Detecting the FLoC opt-out HTTP Header

Federated Learning of Cohorts (FLoC) is a new technology that exists in versions of Chrome 89+. Its purpose is to assign Chrome users to groups (or cohorts), depending on their browser history. These cohorts can be used for targeted advertising by Google. This technology is currently in the “origin trial” stage, where individual sites can opt-in to test this technology. This will allow Google to test the technology in the browser and also improve the underlying algorithms in the background that are assigning users to cohorts.

As per the spec, it is possible for websites to serve a Permissions-Policy HTTP response header to opt out of the cohort computation:

Permissions-Policy: interest-cohort=()

Over the next few months it will be interesting to see how this header is adopted across the monthly crawl. With the help of @paulcalvano and @tunetheweb a query and initial results have been gathered and they can be seen below:

SELECT
  _TABLE_SUFFIX AS client,
  count(DISTINCT pageid) AS pages,
  pages_total,
  count(DISTINCT pageid) / pages_total AS pages_pct,
FROM
  `httparchive.summary_requests.2021_04_01_*`
JOIN
  (SELECT _TABLE_SUFFIX, COUNT(DISTINCT pageid) AS pages_total FROM `httparchive.summary_requests.2021_04_01_*` GROUP BY _TABLE_SUFFIX)
USING (_TABLE_SUFFIX)
WHERE
  LOWER(respOtherHeaders) LIKE '%interest-cohort=()%' AND
  firstHTML
GROUP BY
  _TABLE_SUFFIX,
  pages_total

The latest crawl stats produce this:
Screenshot 2021-04-29 at 23.04.05

Since this is a very new change , and sites started adding the opt-out header mid way through April the latest crawl won’t show a complete picture.

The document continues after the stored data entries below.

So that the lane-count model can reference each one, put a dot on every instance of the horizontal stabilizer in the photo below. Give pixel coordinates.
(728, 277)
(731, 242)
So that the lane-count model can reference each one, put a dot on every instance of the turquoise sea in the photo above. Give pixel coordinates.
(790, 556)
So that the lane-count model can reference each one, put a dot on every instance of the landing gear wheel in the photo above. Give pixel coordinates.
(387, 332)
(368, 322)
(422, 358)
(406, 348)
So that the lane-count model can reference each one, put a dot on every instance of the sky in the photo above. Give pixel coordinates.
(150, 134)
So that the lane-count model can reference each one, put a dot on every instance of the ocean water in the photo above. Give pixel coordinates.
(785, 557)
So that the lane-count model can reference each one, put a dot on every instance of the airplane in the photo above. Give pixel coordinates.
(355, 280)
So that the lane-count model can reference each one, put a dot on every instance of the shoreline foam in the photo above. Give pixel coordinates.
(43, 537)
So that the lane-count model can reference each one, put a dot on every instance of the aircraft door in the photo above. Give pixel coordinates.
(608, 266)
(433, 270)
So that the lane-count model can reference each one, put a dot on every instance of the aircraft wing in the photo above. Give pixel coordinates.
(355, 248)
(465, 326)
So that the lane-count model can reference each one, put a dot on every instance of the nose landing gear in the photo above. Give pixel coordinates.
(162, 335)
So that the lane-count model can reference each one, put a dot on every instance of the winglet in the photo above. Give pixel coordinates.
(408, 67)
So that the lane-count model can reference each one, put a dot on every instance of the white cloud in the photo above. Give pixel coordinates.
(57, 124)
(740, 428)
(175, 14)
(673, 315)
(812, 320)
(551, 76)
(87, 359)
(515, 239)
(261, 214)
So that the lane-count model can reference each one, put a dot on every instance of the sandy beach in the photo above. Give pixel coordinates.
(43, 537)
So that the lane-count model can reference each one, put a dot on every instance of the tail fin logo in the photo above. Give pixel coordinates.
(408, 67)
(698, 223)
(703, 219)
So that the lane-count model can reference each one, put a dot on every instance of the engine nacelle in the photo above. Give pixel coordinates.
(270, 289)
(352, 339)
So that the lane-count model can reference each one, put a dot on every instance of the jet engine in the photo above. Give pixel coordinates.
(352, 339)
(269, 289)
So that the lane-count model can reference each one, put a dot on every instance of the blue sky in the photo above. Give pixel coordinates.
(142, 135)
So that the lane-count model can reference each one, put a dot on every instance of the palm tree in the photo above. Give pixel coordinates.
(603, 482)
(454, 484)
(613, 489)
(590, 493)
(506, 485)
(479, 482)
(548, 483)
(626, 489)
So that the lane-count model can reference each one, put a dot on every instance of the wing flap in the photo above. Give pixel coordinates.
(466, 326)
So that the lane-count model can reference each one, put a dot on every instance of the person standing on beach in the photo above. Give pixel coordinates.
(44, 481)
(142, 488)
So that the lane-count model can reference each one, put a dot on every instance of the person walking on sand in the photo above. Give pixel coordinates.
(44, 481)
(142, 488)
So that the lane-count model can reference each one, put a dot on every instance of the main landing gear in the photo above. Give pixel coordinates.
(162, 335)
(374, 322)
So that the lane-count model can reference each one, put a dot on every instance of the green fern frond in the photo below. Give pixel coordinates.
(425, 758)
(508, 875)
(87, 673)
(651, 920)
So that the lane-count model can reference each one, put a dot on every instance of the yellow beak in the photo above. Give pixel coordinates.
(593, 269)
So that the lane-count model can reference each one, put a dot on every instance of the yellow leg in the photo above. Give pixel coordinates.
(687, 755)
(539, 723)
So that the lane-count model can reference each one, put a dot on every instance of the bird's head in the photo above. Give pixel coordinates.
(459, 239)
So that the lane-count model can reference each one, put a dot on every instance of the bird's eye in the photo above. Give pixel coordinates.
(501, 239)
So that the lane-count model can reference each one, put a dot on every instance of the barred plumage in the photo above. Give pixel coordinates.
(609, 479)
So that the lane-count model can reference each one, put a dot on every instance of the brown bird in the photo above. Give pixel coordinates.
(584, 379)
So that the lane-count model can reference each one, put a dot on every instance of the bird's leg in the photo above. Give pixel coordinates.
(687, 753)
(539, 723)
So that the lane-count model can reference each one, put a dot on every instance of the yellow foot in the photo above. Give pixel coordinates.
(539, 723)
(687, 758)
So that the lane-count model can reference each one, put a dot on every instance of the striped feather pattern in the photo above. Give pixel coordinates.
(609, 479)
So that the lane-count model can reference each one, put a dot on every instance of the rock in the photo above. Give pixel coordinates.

This query will be useful in coming months.

A link to @tunetheweb Google Sheet with the data can be found here.

An alternative source for the moment from Crawler.ninja can be found here which lists 2,354 sites at the date of posting.

3 Likes

I don’t seem to be able to edit the post, so adding in another source for reference:

censys.io reports 3,001 sites with the HTTP header added.

Just bumping this post to see if any other crawl data is now available for analysis? I assume we may have had a full months crawl data by now (or coming up very soon).

Yes, May 2021 data is available in BigQuery now.

1 Like

Looks like definitely a big jump up for May, but relatively small in grand scheme of things:

client pages pages_total pages_pct
mobile 7,258 7,205,383 0.1007%
desktop 11,229 6,242,688 0.1799%

June will be finished in a couple of weeks so can check then too.

1 Like